RAINER VON VIELEN, ORANGE, 30.04.2026, Im Wizemann, Stuttgart

RAINER VON VIELEN, ORANGE, 30.04.2026, Im Wizemann, Stuttgart | Foto: Oliver Wendel
Foto: Oliver Wendel

„Leben den Lebenden, Liebe den Liebenden und ein ‚Yeah‘ für alle innerlich lebendig gebliebenen.“ Rainer von Vielen und Orange machen aus dem „Tanz in den Mai“ wieder eine mitreißende Party.

Ein kurzer Blick in meine ewige Konzertliste zeigt: Rainer von Vielen gehört zu meinen meistgesehenen Bands. Heute ist das dreizehnte Wiedersehen. 2006 war die Premiere in den Wagenhallen, damals in Kombination mit And.Ypsilon und seltsamerweise auch mit Good Men Gone Bad, den unverwüstlichen Bluesrockern, mit denen er musikalisch irgendwie verbunden war. Außer in den Wagenhallen habe ich ihn an vielen Orten gesehen: In der Rosenau, im Keller Klub, im LKA, beim Henkersfest und jetzt auch im Wizemann.

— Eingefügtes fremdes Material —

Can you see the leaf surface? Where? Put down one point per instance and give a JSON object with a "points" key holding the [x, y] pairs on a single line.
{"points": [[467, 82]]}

Das Doppelpaket zum „Tanz in den Mai“ mit seiner anderen Band Orange gibt es auch schon viele Jahre. 2011 habe ich bereits einmal darüber berichtet.

Nicht alle Konzerte waren gleich gut, aber in einer so langjährigen Fan-Beziehung geht man auch mal durch ruhigere Zeiten. Und während früher die Zuschauerzahlen kontinuierlich gewachsen sind, müssen wir heute eher eine kleine Abnahme verzeichnen. Das hat aber auch positiven Seiten: Der Club im Wizemann ist eher luftig gefüllt und die Anwesenden rekrutieren sich aus seiner treuen Fangemeinde. Entsprechend gut ist die Stimmung vom ersten Song an. Und genug Platz zum Tanzen gibt es auch.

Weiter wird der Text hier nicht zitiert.